Facile sarebbe commentare una qualche ipocrisia legata alla sua vita, abbandonarsi alla piacevolezza di dire di qualcuno: è un coglione. Si può fare, naturalmente. Ma è una tentazione a cui vorrei resistere sempre. Il resto è una battaglia che rasenta l’eterna guerra tra iene e leoni. Ma esiste anche una verità che assomiglia allo psicodramma: ogni tanto si ha la cresta, più spesso si masticano cadaveri. L’ultima volta in cui vidi Toscani, lui raccontava dello zio appena morto. Contro i leoni da tastiera, Oliviero, hai proposto i leoni da pianoforte: coloro che battagliano fuori dal web, senza nemmeno raccontare gli echi della guerra appena affrontata. Ho letto una tua recente intervista, Oliviero. Sembravi curioso, non spaventato dalla fine. Mi è sembrato che dicessi: “Chi rivedrò dopo l’ultimo tendaggio?

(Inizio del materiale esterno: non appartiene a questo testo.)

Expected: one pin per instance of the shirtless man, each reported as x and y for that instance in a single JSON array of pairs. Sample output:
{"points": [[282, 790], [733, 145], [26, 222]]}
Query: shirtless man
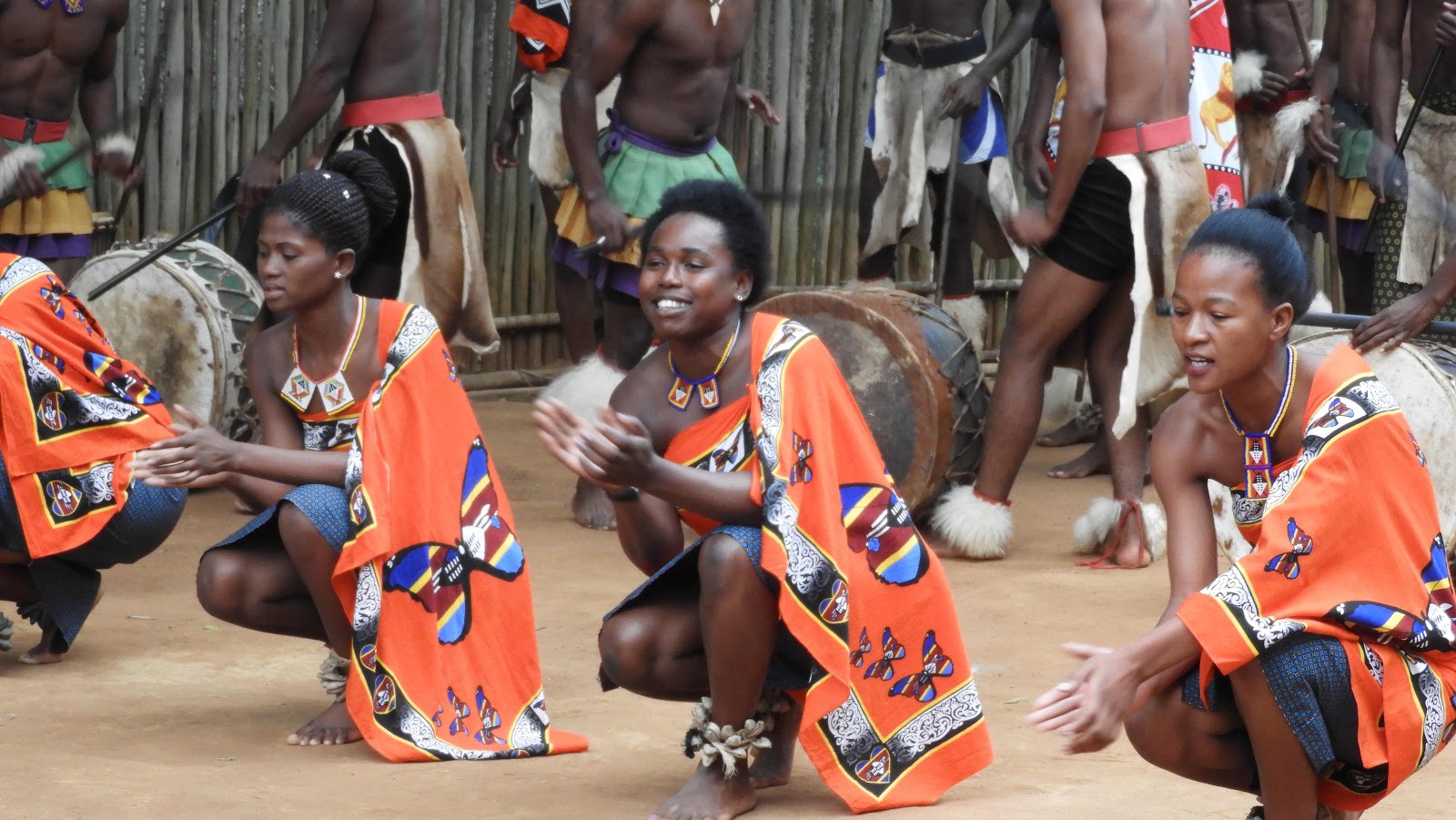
{"points": [[382, 55], [1341, 145], [1128, 65], [676, 62], [936, 48], [1271, 84], [51, 56], [1416, 229]]}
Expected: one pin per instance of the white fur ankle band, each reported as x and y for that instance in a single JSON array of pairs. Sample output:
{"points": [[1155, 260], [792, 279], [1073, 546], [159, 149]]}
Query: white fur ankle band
{"points": [[334, 676], [715, 743]]}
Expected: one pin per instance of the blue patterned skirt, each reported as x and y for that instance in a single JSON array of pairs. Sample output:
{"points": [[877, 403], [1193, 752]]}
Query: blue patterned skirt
{"points": [[69, 582], [1309, 677], [325, 506], [791, 666]]}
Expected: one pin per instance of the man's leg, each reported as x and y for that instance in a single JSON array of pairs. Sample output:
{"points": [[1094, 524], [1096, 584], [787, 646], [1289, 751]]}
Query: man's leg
{"points": [[1127, 455], [575, 298], [881, 266], [1052, 303]]}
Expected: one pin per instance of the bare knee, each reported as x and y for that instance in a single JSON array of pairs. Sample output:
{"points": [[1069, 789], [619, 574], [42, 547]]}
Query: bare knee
{"points": [[724, 562], [223, 584], [628, 644]]}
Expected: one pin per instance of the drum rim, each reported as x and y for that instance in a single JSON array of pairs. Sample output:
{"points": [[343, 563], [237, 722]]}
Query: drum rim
{"points": [[226, 359], [925, 471]]}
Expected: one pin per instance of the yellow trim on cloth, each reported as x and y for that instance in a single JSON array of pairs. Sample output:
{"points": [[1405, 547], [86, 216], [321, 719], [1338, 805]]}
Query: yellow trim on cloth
{"points": [[53, 213]]}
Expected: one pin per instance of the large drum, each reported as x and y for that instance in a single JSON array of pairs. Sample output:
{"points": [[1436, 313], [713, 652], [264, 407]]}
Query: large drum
{"points": [[1423, 380], [182, 320], [912, 371]]}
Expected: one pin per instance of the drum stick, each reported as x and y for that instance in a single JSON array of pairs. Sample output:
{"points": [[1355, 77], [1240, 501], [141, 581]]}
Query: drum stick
{"points": [[1405, 137], [601, 244], [162, 251], [147, 104], [943, 261]]}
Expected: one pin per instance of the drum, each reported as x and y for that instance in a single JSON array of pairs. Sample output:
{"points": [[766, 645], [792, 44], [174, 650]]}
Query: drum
{"points": [[915, 378], [1423, 380], [182, 320]]}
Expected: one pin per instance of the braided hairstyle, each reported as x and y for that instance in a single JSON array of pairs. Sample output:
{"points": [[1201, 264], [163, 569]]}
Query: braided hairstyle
{"points": [[346, 204]]}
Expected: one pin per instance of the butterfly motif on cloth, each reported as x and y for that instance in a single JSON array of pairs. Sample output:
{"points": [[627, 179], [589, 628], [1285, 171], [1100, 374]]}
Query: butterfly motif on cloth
{"points": [[890, 652], [1288, 562], [437, 574], [932, 664]]}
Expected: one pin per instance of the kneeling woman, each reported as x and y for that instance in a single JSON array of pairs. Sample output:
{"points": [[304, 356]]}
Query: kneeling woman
{"points": [[72, 412], [386, 529], [808, 574], [1321, 669]]}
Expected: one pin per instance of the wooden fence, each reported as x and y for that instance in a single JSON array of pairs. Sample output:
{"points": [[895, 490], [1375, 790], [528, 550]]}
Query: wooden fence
{"points": [[232, 66]]}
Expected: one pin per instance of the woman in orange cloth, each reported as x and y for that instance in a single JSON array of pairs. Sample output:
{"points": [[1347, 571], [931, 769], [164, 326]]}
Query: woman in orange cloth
{"points": [[1320, 670], [72, 412], [390, 542], [807, 577]]}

Lascerò mio malgrado questo palcoscenico straordinario che è stata la mia vita; ho amato e sono stato amato, ho proposto il mio coraggio alla fotografia e la conoscenza della luce alla politica, non ho mai smesso di essere vero, né onesto intellettualmente. Non mi sono mai interessati i pettegolezzi o i commenti degli altri, ho vissuto come un leone, non morrò come un vecchio vagone abbandonato alla ruggine.” Il sipario è ancora alto, sul palcoscenico della tua vita, e tu ancora gridi la tua parte.